Recently I thought I’d get creative and do some fun things to celebrate Cinco de Mayo. Afterall, #quarantinelife gets pretty boring and I needed something fun to look forward to. So I browsed Pinterest as I usually do for inspiration, and I came across these sombrero cookies.
Cute right?? I figured they looked simple enough for me to pull off, because I am NOT a baker: I hate measuring, hate following recipes – hate baking, for that matter – yet I wanted to try them anyway. Plus, they looked easy, right? Nope. WRONG!
They turned into boob cookies.
You guys, how did this happen??! My kids noticed it immediately when we started putting the gumdrops on. They were like, “Um…mom…..???” Hahahahaha! Look at my daughter’s face!

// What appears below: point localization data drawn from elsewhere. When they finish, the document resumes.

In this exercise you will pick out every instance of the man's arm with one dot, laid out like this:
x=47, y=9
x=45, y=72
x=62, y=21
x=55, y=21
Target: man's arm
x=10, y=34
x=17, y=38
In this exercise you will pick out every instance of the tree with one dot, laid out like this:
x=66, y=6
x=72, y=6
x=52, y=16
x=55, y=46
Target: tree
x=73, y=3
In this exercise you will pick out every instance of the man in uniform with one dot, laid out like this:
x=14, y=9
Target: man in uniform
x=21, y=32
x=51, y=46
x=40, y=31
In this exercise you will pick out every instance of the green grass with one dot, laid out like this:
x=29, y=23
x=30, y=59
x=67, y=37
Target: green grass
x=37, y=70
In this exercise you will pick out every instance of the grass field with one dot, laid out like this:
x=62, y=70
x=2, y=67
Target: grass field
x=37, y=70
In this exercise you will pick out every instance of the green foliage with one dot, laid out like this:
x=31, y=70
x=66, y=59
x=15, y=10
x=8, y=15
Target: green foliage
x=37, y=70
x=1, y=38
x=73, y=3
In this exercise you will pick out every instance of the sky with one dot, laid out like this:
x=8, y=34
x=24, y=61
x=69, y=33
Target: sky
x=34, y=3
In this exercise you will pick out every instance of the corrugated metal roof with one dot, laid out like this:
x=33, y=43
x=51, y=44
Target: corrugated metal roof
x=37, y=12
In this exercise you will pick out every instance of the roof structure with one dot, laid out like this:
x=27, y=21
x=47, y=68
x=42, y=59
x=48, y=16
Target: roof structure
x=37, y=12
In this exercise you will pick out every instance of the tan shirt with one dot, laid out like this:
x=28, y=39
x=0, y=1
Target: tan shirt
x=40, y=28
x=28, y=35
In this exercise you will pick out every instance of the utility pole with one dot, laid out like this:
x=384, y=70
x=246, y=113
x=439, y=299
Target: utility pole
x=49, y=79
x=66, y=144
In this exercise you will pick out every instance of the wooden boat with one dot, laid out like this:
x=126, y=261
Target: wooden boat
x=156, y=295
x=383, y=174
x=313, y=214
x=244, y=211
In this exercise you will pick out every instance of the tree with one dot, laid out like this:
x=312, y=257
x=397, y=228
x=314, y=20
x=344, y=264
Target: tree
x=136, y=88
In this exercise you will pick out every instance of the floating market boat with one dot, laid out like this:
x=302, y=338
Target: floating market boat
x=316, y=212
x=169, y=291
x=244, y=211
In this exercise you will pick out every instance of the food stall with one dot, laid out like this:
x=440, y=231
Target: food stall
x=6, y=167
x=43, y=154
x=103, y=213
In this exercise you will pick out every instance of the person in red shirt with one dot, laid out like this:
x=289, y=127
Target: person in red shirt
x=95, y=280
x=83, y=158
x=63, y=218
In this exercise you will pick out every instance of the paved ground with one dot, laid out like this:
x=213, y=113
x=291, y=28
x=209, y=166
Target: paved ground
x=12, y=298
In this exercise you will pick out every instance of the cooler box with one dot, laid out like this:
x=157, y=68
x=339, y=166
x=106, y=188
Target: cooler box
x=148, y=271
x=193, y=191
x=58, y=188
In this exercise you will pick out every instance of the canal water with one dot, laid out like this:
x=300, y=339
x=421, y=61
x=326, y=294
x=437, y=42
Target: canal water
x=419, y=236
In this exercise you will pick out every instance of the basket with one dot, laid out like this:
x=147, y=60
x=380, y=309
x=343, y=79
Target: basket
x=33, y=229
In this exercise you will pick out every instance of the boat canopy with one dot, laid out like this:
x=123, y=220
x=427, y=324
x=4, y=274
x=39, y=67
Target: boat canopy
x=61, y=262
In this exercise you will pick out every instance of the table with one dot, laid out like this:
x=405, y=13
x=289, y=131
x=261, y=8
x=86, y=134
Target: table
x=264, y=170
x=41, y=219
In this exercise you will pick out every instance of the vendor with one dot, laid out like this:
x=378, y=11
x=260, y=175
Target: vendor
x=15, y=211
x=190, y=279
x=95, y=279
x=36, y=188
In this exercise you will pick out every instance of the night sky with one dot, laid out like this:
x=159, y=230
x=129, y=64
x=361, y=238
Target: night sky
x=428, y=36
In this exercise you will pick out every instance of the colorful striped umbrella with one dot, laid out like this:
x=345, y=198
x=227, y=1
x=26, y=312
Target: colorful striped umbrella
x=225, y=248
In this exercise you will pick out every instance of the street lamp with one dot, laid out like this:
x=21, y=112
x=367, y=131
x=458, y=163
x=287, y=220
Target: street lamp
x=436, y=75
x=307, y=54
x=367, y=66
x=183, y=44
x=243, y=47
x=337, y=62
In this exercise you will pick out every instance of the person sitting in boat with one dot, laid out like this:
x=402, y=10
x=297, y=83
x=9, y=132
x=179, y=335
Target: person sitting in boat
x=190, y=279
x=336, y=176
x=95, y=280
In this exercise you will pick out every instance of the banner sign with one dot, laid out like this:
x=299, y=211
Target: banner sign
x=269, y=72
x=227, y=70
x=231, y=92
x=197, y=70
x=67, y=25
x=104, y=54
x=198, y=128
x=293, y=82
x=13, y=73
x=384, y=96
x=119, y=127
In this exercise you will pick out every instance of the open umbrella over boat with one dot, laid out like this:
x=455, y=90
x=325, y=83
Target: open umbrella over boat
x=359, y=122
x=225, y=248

Of course we ate them anyway (ain’t no sugar wasting in MY house), but unfortunately there were other problems in my “perfectly” planned Cinco de Mayo day until eventually I wanted to give up and just order a pizza.
Have you ever felt like that — like your desire for perfection was getting in the way of connecting with others? Maybe it’s not in your baking but in your DIY projects. Or maybe it’s happened while trying a new parenting hack that you were SO SURE would make your kids eat their vegetables but they threw them on the floor anyway.
I don’t know about you, but when things go wrong I tend to blame myself. And sometimes that’s legitimate. (After all, had I just read the freaking baking instructions maybe my cookies would’ve turned into hats!) But still, even when my impetuousness gets in the way of success, I’ve realized that’s only part of the problem. The REAL issue is that I have unrealistic expectations.
Now, I know there are some of you who are Type B and super laid back and never struggle with perfectionism. (Cookie) hats off to you. But many of us do struggle with it. And it’s not hard to see why when there are moms like Janene Crossley roaming the Internet. (Seriously, how is she real and seem so nice? I’m not nice during photo shoots. I just yell and steam and throw Skittles at my kids!)
We’ve all found ourselves in the middle of a Social Media comparison-game. But as a parent to three young girls, I NEED to rise above this so I can help them do the same! Which is why I asked God for wisdom during my Pinterest-meltdown. Thankfully, he responded quickly:
Jonna, I never asked you to be perfect. I’ve asked you to be consistent.
Whoa. That’s good. And it’s for all of us: We aren’t supposed to be perfect. We’re supposed to be consistent.
CONSISTENT IN OUR:
Simply put, choosing to SHOW UP expels comparison because it puts connection above the outcome. It therefore doesn’t matter if you or I parent perfectly (because news flash, we won’t); it only matters that we consistently show up for our kids and love them fervently. The same is true for our spouses, our bosses, our friends, and our creative endeavors.
Worry less about the outcome so the process is more enjoyable.
Friends, I challenge you today to think of ONE THING you strive to be perfect in and replace that desire with consistency. Do it for the sake of doing it – because you enjoy it, or because it will bring the people you love closer together. And even if you do it and you fail, go ahead and post it on Pinterest anyway. The world is waiting to see your “boob cookie” too.